Vamos com calma: o nosso Charles, pelo que me foi dado observar até onde pude chegar, é apenas oficial de saúde, não um médico graduado. Eventualmente terá excedido as suas competências ao efectuar uma cirurgia do calibre descrito, o que, efectivamente, não abona a seu favor, agravando, pelo contrário o juízo que se possa fazer. No entanto, na minha opinião, as complexas redes de interesses ligadas à saúde, na origem de situações pessoais igualmente dramáticas, põem a um canto as descritas na literatura, paradigmáticas de um passado pre-científico e que o meu amigo muito bem evoca no seu escrito.
Sim, Madame, o homem não tinha o grau de doutor, mas exercia medicina legalmente, tanto que até foi substituir um velho médico lá em Tostes. No colégio para onde o pai o mandou estudou anatomia, fisiologia, psicologia, etc., matérias essenciais para exercer a arte. Era um "officier de santé" diplomado. - É o que mais temos por aí, oficiais diplomados que nos tratam da saúde!
Registei e apreciei a leitura atenta que está a fazer. Outra coisa não seria de esperar.
Oh le pauvre Charles, il faut avoir de la pitié avec lui …. quand même …
Folgo em ver que este blog continua muito bem frequentado.
Não me posso alongar no comentário, uma vez que ainda mal travei conhecimento com o atrapalhado Charles. Avancemos pois, na leitura!
PS: Há enlatados que duram para a vida...
A menina desculpe (não a conheço, mas parece-me mais naïf que a sua colega de blog...): qual é o enlatado que não tem prazo de validade?
A menina Heloïse B (chiquérrimo!)não me interprete mal!

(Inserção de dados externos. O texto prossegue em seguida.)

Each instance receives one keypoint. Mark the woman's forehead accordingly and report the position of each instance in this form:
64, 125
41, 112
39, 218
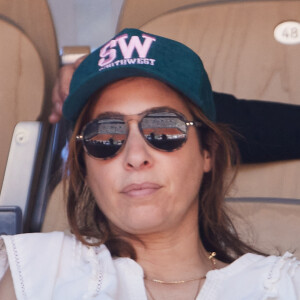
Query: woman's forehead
136, 94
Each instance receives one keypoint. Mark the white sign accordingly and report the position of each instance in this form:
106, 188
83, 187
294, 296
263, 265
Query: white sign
288, 33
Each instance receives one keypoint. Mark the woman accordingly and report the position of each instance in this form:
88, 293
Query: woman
147, 174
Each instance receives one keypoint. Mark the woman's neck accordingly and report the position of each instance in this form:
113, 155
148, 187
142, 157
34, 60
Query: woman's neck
175, 255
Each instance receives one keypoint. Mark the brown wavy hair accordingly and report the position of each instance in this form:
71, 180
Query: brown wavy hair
217, 232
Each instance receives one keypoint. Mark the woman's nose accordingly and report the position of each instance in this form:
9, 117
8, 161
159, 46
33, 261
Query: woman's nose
137, 154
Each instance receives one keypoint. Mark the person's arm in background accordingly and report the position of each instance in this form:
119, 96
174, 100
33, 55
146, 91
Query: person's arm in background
268, 131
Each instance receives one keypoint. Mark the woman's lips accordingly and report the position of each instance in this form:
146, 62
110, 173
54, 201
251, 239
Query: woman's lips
139, 190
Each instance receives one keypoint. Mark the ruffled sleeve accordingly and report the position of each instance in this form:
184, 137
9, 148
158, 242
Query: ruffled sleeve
283, 280
33, 274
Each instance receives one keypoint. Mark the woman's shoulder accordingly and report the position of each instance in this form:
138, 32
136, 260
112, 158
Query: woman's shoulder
58, 265
262, 276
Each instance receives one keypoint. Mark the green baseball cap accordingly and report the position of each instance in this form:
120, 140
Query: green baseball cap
133, 52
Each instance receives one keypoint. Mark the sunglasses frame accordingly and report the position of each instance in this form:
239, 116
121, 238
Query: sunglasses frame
137, 117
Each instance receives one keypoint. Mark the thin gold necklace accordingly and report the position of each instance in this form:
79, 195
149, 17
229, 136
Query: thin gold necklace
211, 258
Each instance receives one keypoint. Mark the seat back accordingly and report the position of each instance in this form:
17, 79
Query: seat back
29, 63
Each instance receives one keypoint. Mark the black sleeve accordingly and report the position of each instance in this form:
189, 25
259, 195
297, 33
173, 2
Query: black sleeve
268, 131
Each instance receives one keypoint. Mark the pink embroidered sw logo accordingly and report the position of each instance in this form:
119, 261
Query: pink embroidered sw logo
108, 54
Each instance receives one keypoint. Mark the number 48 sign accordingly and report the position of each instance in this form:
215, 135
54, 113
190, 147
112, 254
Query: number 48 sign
288, 33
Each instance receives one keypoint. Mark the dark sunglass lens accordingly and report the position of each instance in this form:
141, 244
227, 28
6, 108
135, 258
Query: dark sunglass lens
103, 138
164, 130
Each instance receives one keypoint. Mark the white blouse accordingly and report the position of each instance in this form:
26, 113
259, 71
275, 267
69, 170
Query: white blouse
57, 266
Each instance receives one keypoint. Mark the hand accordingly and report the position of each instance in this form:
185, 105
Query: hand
61, 90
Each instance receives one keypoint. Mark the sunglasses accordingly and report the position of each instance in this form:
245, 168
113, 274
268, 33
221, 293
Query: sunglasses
163, 129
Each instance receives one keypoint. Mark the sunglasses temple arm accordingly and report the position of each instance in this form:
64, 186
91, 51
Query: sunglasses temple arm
194, 123
79, 137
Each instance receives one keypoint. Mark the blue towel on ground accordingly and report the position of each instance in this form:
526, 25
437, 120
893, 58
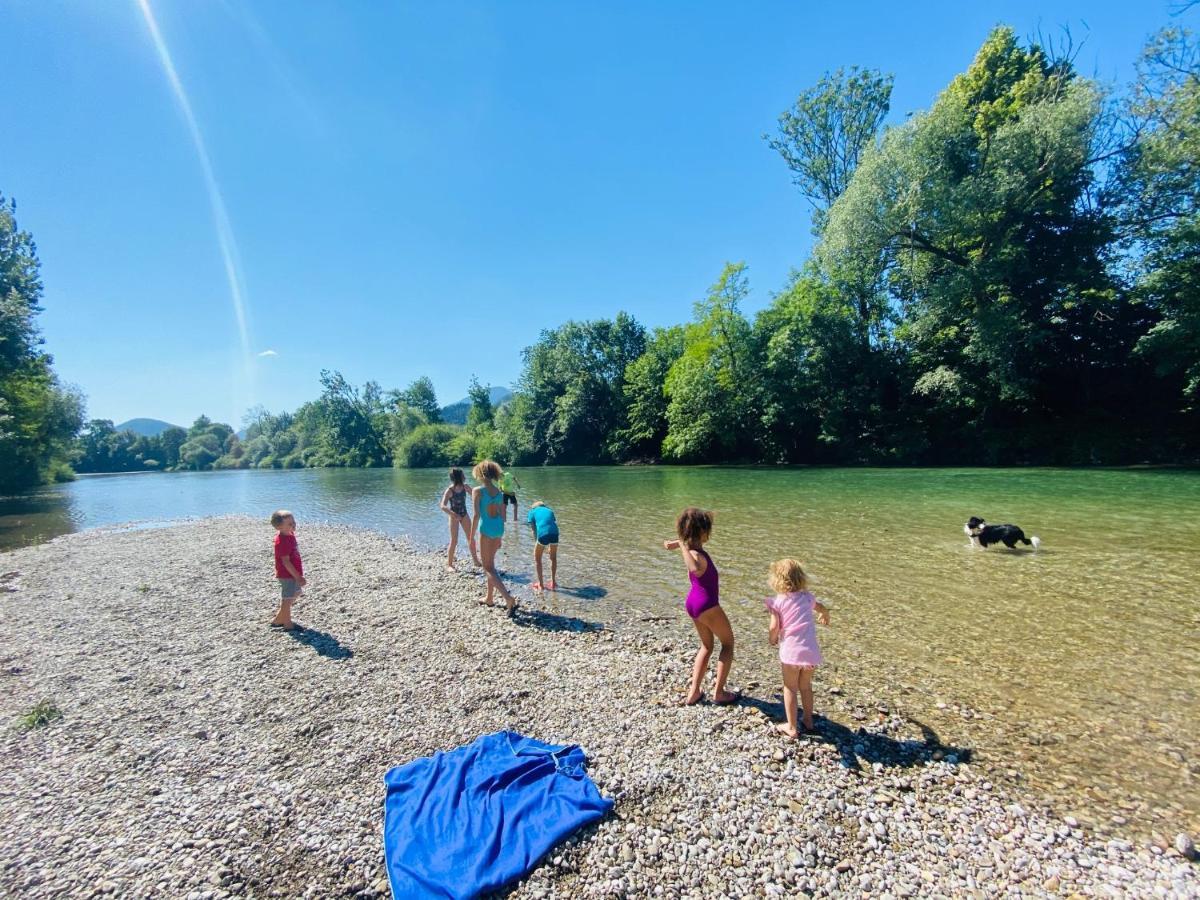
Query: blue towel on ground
463, 822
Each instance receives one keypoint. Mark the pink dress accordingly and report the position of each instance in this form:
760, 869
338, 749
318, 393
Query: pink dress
797, 629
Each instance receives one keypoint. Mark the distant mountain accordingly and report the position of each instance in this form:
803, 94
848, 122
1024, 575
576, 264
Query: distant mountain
147, 427
456, 413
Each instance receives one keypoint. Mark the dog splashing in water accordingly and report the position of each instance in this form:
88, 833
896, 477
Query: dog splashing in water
983, 535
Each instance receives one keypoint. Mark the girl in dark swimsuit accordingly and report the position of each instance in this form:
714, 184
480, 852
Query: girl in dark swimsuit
454, 504
694, 527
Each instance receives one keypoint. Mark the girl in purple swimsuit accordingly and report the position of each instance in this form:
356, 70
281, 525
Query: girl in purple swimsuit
695, 527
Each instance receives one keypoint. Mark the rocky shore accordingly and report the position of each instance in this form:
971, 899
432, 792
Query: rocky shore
189, 750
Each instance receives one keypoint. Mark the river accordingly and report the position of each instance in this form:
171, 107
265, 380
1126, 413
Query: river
1077, 666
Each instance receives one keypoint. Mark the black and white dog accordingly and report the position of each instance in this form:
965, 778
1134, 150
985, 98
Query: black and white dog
983, 534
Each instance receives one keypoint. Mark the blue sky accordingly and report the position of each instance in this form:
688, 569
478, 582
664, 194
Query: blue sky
419, 189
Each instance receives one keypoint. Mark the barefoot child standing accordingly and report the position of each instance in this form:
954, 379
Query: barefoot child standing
545, 532
288, 567
489, 521
793, 617
694, 527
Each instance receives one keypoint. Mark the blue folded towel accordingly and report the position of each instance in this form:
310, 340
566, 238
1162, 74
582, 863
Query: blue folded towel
468, 821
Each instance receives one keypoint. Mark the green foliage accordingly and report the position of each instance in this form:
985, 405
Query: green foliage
426, 447
646, 397
712, 387
827, 130
481, 412
39, 417
574, 384
42, 713
1161, 181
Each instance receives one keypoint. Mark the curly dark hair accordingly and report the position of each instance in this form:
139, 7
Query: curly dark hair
487, 469
694, 523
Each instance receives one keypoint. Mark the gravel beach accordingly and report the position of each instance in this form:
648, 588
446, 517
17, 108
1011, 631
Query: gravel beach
201, 754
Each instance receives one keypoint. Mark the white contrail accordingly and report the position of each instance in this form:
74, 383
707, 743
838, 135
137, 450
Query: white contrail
220, 216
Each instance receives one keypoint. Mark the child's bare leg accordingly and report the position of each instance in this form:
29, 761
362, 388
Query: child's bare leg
471, 540
454, 541
805, 684
537, 563
283, 617
700, 666
791, 682
719, 624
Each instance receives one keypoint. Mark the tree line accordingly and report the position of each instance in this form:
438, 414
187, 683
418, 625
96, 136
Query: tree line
1011, 276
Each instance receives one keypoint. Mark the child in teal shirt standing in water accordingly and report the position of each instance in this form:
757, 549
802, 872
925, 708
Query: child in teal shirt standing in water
545, 528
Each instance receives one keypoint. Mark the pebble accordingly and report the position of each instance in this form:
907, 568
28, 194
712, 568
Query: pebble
262, 774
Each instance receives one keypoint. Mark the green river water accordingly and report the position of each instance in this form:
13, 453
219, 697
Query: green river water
1077, 666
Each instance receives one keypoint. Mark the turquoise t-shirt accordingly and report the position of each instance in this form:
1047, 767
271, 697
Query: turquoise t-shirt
543, 520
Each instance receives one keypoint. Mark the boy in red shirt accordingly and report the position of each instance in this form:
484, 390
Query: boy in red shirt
288, 568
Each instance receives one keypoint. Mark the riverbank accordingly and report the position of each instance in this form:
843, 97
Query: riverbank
202, 754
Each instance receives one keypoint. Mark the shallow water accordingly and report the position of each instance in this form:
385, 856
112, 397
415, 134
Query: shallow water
1077, 665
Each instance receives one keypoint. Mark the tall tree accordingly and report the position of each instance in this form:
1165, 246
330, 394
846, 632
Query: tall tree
975, 221
574, 382
39, 417
1162, 211
421, 397
480, 397
825, 133
712, 387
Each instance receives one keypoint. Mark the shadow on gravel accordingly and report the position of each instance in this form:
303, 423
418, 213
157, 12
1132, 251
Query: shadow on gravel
322, 642
856, 745
552, 621
588, 592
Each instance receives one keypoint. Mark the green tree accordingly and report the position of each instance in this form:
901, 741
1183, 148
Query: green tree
480, 397
574, 382
357, 421
421, 397
972, 220
646, 400
39, 417
1161, 184
712, 387
827, 130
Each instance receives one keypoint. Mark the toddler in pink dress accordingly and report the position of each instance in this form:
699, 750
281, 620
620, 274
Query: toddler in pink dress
795, 613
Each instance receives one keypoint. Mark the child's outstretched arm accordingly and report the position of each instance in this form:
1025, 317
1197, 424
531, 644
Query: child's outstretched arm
690, 558
474, 520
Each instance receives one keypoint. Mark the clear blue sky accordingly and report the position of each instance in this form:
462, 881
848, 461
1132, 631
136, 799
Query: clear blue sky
402, 178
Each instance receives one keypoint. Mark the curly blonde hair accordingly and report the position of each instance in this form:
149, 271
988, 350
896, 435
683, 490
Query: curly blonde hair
787, 576
694, 523
489, 469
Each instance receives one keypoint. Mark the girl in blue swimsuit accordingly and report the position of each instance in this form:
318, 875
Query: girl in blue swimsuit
490, 522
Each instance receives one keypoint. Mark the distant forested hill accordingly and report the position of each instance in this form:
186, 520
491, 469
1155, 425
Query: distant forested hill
145, 427
456, 413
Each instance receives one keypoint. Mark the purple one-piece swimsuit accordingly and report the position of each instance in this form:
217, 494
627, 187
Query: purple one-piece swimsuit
703, 592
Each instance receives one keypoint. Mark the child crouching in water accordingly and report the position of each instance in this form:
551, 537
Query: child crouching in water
793, 617
695, 527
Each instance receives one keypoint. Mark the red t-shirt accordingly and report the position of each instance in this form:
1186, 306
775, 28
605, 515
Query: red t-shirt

Eu não disse que não têm prazo de validade, mas sim que têm o prazo de uma vida inteira ....
Há enlatados que duram, duram ....
ôlhem, madames e mademoiselles, e se lessem o livrinho completo, o analisassem e debatessem, não seria mais interessante?
Ora aí está o silêncio da leitura...sabiam que a leitura silenciosa entrou nos hábitos ocidentais (sim, porque este é o nosso legado)depois da invenção do códice? Isso, o antepassado do nosso amigo Livro: quer dizer, em vez daquela trabalheira de enrola-desenrola (que nem devia dar uma grande vontade de ler, ou escrever, e isto para não falar das tabuinhas enceradas...), tínhamos enfim umas folhas (papiro ou pergaminho), dobradas a meio e cozidas umas às outras pela dobra...eram cadernos! Nos últimos dias tenho ouvido múltiplas queixas contra a letrinha formiguinha das edições de bolso da nossa fabulosa M. B. Ora imaginem a nossa comunidade no século IV, por exemplo, e não havia de ser aqui; já constariam por cá os nossos antepassados, mas, a não ser que pertencessem a algum grupo social privilegiado, nem sonhavam que o Livro era possível! (E já agora nós: sonhamos com quê, para além de um possível Fahrenheit 451? Que livro vivo serias tu?)